They’re roughly the same age. In the short time their fathers were partners, they socialized twice—and both were very awkward experiences. Jim actually liked Officer Wildey quite a bit. His big bear laugh, his cool taste in soul, jazz, and even rock. Wildey was the guy who pointed out that the Stones pretty much ripped off “The Last Time” from the Staple Singers, and this always came to mind when the song came on the radio. Or when he played it at home, late at night.
His son Junior, though, is another story. Always has this look in his eye that’s part accusation, part confrontation.
“You still working narco?” Junior asks now.
“Nah. Moved over to homicide about ten years back.”
“Hom-i-cide,” George Junior says, drawing out the syllables as if holding the word up to the light to inspect it. “That’s good, real good.”

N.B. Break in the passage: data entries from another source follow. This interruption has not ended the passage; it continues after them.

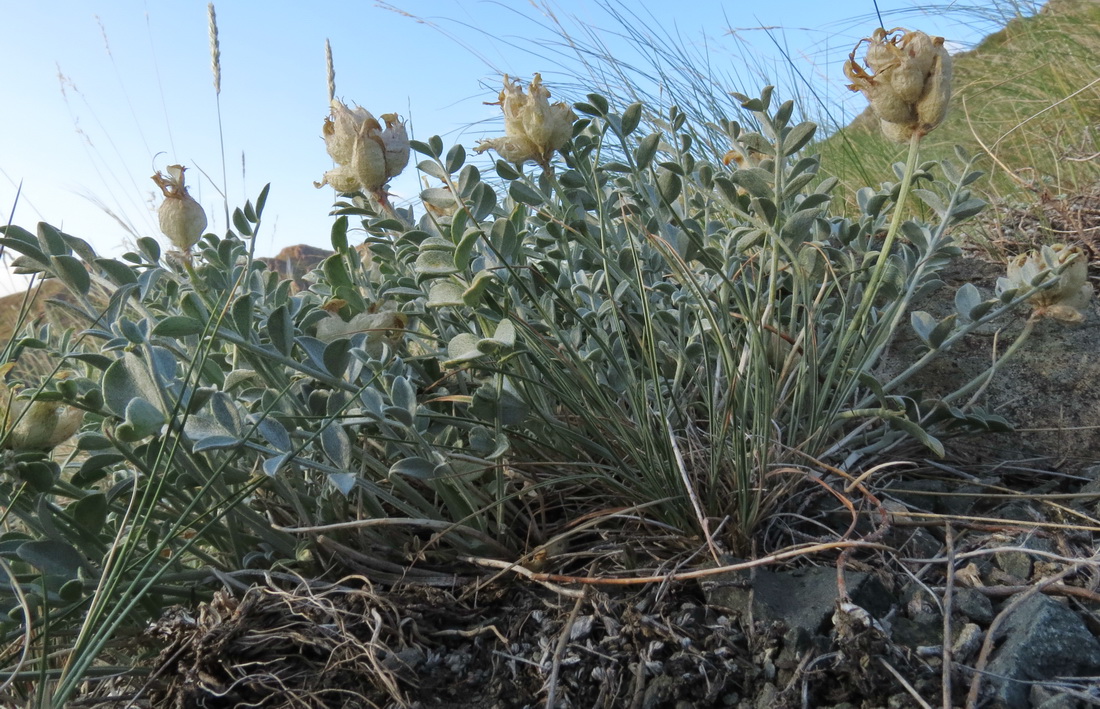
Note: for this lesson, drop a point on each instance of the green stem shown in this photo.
(880, 265)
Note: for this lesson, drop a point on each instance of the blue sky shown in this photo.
(98, 96)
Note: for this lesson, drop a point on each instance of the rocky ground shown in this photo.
(968, 576)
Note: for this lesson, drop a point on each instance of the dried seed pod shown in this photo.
(909, 82)
(534, 128)
(182, 219)
(1069, 296)
(35, 425)
(366, 155)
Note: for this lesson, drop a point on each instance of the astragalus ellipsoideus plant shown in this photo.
(629, 333)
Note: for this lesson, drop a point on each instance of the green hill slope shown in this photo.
(1027, 98)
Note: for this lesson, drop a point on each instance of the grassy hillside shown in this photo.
(1027, 98)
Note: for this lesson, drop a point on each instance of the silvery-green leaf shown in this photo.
(462, 347)
(436, 263)
(755, 181)
(216, 443)
(272, 466)
(343, 482)
(439, 197)
(125, 379)
(446, 292)
(521, 192)
(273, 431)
(966, 299)
(53, 556)
(923, 324)
(403, 395)
(433, 168)
(798, 136)
(415, 467)
(226, 413)
(503, 339)
(337, 445)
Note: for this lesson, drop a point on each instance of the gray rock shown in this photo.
(1043, 698)
(975, 605)
(1019, 564)
(966, 642)
(1044, 640)
(802, 598)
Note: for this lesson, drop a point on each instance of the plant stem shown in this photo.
(880, 265)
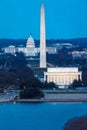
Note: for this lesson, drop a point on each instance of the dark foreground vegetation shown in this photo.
(76, 124)
(31, 93)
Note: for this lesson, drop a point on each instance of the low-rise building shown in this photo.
(62, 76)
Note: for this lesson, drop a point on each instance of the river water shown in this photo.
(39, 116)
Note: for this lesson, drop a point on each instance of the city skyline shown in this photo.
(64, 19)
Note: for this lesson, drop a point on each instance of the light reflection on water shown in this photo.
(39, 116)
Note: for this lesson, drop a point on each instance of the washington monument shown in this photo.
(42, 39)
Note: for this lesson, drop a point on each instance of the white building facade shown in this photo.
(62, 76)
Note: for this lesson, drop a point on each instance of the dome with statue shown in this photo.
(30, 42)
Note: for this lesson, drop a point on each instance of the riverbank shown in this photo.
(49, 96)
(59, 97)
(76, 124)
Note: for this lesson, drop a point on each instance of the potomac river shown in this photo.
(39, 116)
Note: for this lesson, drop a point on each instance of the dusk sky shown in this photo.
(64, 18)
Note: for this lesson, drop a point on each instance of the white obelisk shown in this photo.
(42, 39)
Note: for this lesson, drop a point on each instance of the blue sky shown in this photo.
(64, 18)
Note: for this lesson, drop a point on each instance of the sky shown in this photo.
(65, 19)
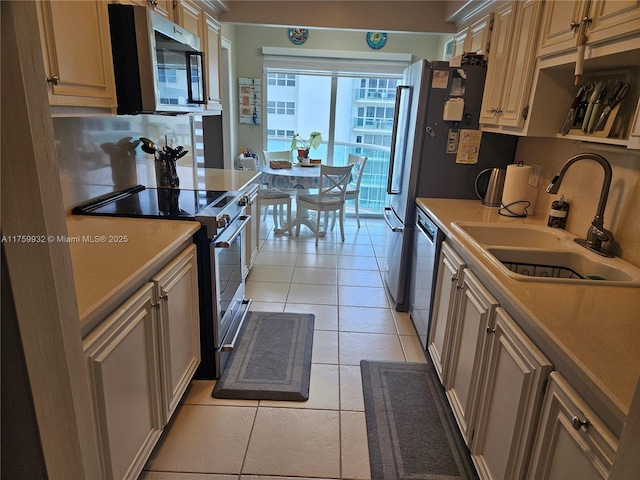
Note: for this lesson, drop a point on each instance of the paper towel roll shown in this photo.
(514, 194)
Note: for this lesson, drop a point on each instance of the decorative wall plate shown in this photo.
(376, 40)
(298, 35)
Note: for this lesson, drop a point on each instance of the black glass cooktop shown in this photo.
(144, 202)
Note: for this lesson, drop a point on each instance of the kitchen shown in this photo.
(623, 220)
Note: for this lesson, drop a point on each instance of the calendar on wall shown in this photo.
(250, 101)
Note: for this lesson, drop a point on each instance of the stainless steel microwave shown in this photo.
(157, 64)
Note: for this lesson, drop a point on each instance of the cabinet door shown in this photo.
(179, 331)
(560, 23)
(77, 53)
(509, 405)
(467, 346)
(518, 73)
(500, 43)
(253, 228)
(212, 35)
(610, 19)
(572, 442)
(123, 367)
(444, 307)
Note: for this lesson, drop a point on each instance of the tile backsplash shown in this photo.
(99, 154)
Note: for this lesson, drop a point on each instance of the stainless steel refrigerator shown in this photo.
(433, 157)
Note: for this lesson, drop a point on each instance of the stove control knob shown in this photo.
(223, 220)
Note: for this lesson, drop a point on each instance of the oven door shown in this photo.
(231, 307)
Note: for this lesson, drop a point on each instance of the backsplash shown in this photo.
(582, 185)
(96, 155)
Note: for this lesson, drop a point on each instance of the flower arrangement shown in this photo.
(303, 146)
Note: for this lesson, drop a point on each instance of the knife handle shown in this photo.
(594, 117)
(587, 117)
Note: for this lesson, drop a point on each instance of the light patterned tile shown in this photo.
(369, 346)
(351, 397)
(224, 430)
(308, 443)
(354, 448)
(326, 315)
(324, 391)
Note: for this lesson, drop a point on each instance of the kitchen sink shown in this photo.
(537, 253)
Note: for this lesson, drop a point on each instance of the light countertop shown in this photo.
(591, 333)
(113, 257)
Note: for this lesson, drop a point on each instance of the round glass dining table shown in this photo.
(295, 178)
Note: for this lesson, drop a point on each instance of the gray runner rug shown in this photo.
(272, 360)
(411, 431)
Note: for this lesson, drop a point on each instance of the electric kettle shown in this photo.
(489, 185)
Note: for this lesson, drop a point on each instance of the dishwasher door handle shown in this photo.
(388, 211)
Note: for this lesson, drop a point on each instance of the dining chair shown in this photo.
(270, 196)
(330, 197)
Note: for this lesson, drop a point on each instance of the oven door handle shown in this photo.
(228, 347)
(227, 243)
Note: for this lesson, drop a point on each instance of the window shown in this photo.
(281, 80)
(281, 108)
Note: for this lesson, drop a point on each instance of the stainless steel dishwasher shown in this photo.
(424, 264)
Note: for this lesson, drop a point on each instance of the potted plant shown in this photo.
(303, 146)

George Junior stands there shivering in the heat. He seems to want to lean against the wall but doesn’t want to appear weak. Jim wants to ask a lot of questions—where are you living, what are you doing, how’s your mom—but decides he really doesn’t want to hear the answers. Jim just wants to go home to his family and hope the visit next year is a little better. Maybe someone will finally decide to reopen the bar.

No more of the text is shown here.